Indagine su un cittadino al di sopra di ogni sospetto (1970)

Roma è tra le tante cose anche il centro del potere e della giustizia italiana. Simbolicamente non si può prescindere da essa se si vuole analizzare a fondo il rapporto spesso marcio tra politica, forze dell’ordine e criminalità. “Indagine su un cittadino al di sopra di ogni sospetto” è uno di più spietati atti d’accusa mai portati sul grande schermo da parte di un regista italiano. Elio Petri affida il ruolo del protagonista al solito immenso Gian Maria Volontè che, rinvigorito dal meraviglioso accompagnamento musicale di Ennio Morricone, sfida le leggi e lo status quo del potere per scoprire che l’autoconservazione è il principio che sta alla base di esso, ancor più della pena per il trasgressore.

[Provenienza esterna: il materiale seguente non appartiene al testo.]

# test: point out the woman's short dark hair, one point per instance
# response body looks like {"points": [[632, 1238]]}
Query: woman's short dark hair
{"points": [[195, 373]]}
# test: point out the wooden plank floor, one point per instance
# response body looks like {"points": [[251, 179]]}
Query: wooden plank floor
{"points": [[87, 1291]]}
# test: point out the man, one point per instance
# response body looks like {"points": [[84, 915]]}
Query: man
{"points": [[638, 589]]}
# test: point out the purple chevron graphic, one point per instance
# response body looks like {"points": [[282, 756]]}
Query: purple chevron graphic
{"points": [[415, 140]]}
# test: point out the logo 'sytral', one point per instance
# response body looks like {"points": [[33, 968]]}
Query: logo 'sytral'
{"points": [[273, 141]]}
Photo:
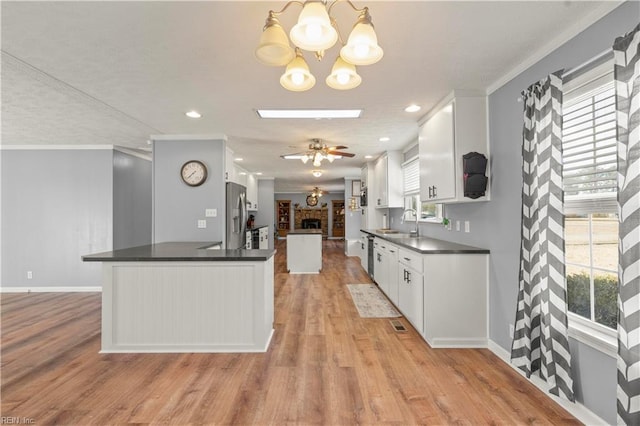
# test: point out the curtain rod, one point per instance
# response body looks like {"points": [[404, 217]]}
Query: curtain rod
{"points": [[572, 73]]}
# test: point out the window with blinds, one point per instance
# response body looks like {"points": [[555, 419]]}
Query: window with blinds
{"points": [[411, 177], [589, 139]]}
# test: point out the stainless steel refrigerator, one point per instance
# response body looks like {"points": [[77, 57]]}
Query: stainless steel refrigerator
{"points": [[236, 215]]}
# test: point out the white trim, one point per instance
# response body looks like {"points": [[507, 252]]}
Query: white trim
{"points": [[52, 147], [50, 289], [576, 409], [594, 335], [134, 153], [215, 136], [554, 44]]}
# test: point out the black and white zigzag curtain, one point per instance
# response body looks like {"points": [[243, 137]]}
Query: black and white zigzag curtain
{"points": [[540, 341], [626, 51]]}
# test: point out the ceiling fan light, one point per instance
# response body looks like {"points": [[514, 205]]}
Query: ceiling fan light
{"points": [[343, 76], [362, 45], [297, 76], [314, 31], [274, 48]]}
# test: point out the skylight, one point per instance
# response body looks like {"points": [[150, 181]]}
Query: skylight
{"points": [[309, 113]]}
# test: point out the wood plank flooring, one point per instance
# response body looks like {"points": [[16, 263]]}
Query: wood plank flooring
{"points": [[325, 365]]}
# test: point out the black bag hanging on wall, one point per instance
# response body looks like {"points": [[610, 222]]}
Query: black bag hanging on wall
{"points": [[474, 166]]}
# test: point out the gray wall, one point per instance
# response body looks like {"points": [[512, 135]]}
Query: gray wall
{"points": [[56, 206], [132, 200], [177, 207], [266, 207], [496, 224]]}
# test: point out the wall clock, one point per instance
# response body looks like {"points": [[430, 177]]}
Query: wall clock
{"points": [[194, 173]]}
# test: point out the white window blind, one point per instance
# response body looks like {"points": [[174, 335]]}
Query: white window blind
{"points": [[411, 177], [589, 141]]}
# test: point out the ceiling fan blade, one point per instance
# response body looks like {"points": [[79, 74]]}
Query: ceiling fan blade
{"points": [[344, 154]]}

Ciò cui viene tragicamente a conoscenza il protagonista è che l’eventuale punizione inflitta è infatti guidata non da un senso di giustizia quanto più da una volontà di mantenimento dell’ordine precostituito, una certosina opera di continuo aggiustamento alla ricerca di un immobilismo perpetuo.

Le notti di Cabiria (1957)

Non si pensi che Federico Fellini abbia con “La dolce vita” esaurito tutto ciò che concerne il suo punto di vista riguardo Roma, infatti con “Le notti di Cabiria” la sua cinepresa si allontana dal centro per indagare la vita di chi vede nelle zone più glamour della capitale soltanto un luogo di lavoro notturno. Cabiria (Giulietta Masina) è una prostituta più volte sedotta e abbandonata, vittima del modo utilitaristico in cui gli uomini si approfittano di lei, spremendola finché fa comodo. Il suo animo, seppur temprato dalle continue delusioni, è tuttavia sempre ricettivo nei confronti di un possibile nuovo amore (come dimostrato dal meraviglioso finale) ed è in grado di proseguire sorridendo lungo la propria strada. Fellini qui più che in altre opere esprime sublimemente la poetica contraddizione tra felicità e sofferenza, vita come gioco e trappola mortale allo stesso tempo, inquadrata come sempre con lucidità e empatia.